CARLOS CONTINUED to stare out of the jet window. He needed a moment to think, put everything into perspective, and figure out his next move. In his currently weakened state, with all his most cherished powers stripped from him, what would be his strategy now?
He was glad that silence had fallen over the cabin. The only sound that punctuated the oppressive quiet was the low drone of the engine and Big Mike's snoring. Then he heard someone opening a bottle of water. The sound of deep swallows suddenly made him aware of the burning dryness of his own throat. But he'd declined the water offered by Monk Lin. He wasn't ready for the reality that he might, indeed, be able to drink it without color. He wasn't ready to face that until he was someplace private.
There was a surreal comfort in knowing the rules of the game, whatever game a man played, and he'd played Hell to the bone-literally. For whatever it was worth, at the moment he allowed himself some small measure of pride in having bested the most ruthless bastards at their own game. Problem now was, to what end?
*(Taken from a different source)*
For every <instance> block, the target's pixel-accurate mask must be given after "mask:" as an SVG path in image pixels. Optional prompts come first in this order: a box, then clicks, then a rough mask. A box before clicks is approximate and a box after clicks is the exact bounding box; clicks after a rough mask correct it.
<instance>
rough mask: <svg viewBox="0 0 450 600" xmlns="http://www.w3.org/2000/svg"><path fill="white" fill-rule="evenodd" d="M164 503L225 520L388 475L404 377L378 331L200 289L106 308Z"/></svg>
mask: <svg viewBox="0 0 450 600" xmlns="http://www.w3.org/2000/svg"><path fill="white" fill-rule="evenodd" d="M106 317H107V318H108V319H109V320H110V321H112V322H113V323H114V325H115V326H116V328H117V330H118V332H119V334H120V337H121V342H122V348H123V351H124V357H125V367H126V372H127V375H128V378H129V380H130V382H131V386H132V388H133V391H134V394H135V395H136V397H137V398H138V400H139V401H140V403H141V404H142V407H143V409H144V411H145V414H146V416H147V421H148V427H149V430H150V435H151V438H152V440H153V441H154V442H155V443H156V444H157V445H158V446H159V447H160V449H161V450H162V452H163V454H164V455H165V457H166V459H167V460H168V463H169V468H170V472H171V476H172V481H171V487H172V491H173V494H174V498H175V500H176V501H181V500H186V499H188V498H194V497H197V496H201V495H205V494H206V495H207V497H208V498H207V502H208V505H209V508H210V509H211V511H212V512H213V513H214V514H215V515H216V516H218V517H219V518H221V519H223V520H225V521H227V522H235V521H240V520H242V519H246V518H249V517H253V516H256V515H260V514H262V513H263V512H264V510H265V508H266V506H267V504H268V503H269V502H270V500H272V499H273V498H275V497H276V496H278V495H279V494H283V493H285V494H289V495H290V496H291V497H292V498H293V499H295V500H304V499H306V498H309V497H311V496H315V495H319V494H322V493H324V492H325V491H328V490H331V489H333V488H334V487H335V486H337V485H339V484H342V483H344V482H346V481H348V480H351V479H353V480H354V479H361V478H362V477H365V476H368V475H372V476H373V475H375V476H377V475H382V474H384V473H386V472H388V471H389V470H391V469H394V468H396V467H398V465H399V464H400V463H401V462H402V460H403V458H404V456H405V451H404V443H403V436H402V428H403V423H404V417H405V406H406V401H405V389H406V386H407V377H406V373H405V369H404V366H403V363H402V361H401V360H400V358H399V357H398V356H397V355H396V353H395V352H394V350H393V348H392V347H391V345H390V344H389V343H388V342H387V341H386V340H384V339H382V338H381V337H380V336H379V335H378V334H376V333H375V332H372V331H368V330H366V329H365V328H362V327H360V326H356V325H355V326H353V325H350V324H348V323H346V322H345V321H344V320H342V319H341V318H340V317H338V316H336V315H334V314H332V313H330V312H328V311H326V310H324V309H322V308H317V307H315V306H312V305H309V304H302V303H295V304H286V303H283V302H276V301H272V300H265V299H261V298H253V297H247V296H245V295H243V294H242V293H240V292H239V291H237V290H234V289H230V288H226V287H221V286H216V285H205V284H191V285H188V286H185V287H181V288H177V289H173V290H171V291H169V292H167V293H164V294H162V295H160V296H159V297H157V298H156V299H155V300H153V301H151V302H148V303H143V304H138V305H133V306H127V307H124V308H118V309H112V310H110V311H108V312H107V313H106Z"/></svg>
Maybe he'd played himself.
Carlos sighed and kept his eyes trained on the sun, remembering how he'd finally embraced his fate and how delicious the power had been. True, he'd been in Hell, but what a ride it had been...
He shook his head slowly, quietly admonishing himself for the perverse thought. Yeah... the Light was awesome, but on the other side, the women, the cars, the villas, walking on air, the clubs, the money, the sex... damn, it had been good, and when Damali had turned, there'd been nothing like it.
A new, frightening thought made his chest tight. He was now, possibly, just an average human being. Again, he was trapped in a situation with no money, unable to use the full range of his personal power, and probably owed a higher authority, just like before. They hadn't approached him, but he knew it had to be coming sooner or later. There was always barter, always a payoff. Nothing was free.